I’m pretty sure Facebook is not immune to this problem and may even make it worse because it gives extra weight to people near you in the social graph, effectively narrowing its dataset. If you “like” a little-known performance artist that almost no one else has heard of, then when Facebook’s algorithm searches for other people who like that artist, it may only find one person anywhere near you in the social graph who likes that artist. And if that person also likes Stormfront and the KKK, guess what Facebook’s algorithm is going to suggest?
Another big issue is that a search engine like Google is engineered to produce stable result sets. Given the same query, it should return the same result set every time. You might not always see it that way, e.g. if the queries go to two different servers using document indexes with different update schedules, but the design intent is to return the best result, which should be always be the same for the same incarnation of the document database.
That wouldn’t work on Facebook. You’d quickly grow tired of receiving the same recommendations over and over, no matter how much you liked them. So Facebook’s servers probably try to mix things up a bit, randomly pulling in suggestions from much farther afield than if they used a purely mathematically optimal set.
It’s possible too that Facebook pays attention to what you click on, and if you ignore its best guesses too often, it demotes those suggestions and lets something else into the recommendations list. If you keep ignoring its suggestions, more and more of the weird low-ranked pages will bubble up and be recommended.
Finally, think about how you respond on those rare occasions that Facebook suggests something you actually like: You look at it, and you click “like”, and it joins the collection of all the other things you already “like”. And now Facebook has no need to ever recommend it to you again. Between the things you “like” when you set up your account, and the things you “like” along the way, after a little while all of the good suggestions get used up, and all that’s left is the weird stuff.
To summarize, let me first remind you that this is just guesswork on my part — I don’t know anything definitive about Facebook’s algorithms for recommendations — but here are some of the factors that I think contribute to the screwiness of Facebook’s recommendations:
- Facebook doesn’t understanding natural languages so it doesn’t understand what you and your friends are writing about.
- Keyword-based matching finds text that uses similar words, which may or may not express similar ideas.
- Text search and data mining algorithms are intended to find stuff that is relevant or interesting to you, which may not mean it’s stuff you really “like.”
- Facebook’s recommendations to you are influenced by your friends’ activities and interests.
- Facebook’s recommendations are also influenced by other people who show the same interests as you and your friends.
- [Update: Facebook also learns about you from your activities on affiliated sites.]
- Topics that are very popular can overwhelm the algorithms and show up everywhere.
- Activities related to rare or unusual topics can have the effect reducing the amount of data available for data mining, which increases the variability and reduces the significance of the results.

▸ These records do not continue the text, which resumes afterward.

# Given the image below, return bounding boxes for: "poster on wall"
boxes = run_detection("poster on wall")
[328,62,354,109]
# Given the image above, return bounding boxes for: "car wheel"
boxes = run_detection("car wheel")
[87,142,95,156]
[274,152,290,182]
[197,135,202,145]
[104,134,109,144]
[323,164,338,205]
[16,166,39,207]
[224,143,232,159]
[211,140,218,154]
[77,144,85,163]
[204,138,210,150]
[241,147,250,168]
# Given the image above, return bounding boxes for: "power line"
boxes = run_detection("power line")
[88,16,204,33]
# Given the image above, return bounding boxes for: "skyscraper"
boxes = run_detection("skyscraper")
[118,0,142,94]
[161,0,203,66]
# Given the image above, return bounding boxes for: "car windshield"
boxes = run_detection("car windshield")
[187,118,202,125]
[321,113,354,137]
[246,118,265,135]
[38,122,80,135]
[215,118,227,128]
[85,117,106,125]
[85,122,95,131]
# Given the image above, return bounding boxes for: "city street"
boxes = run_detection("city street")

- Bottlenecks in the social graph can also reduce the amount of data available for mining, which increases the variability and reduces the significance of the results.
- In the quest for clicks, Facebook intentionally offers you unusual opportunities.
- By ignoring suggestions for things you do like, you may be encouraging Facebook to show you other things.
- You use up all the good stuff early, so the stuff you get later tends to be crap.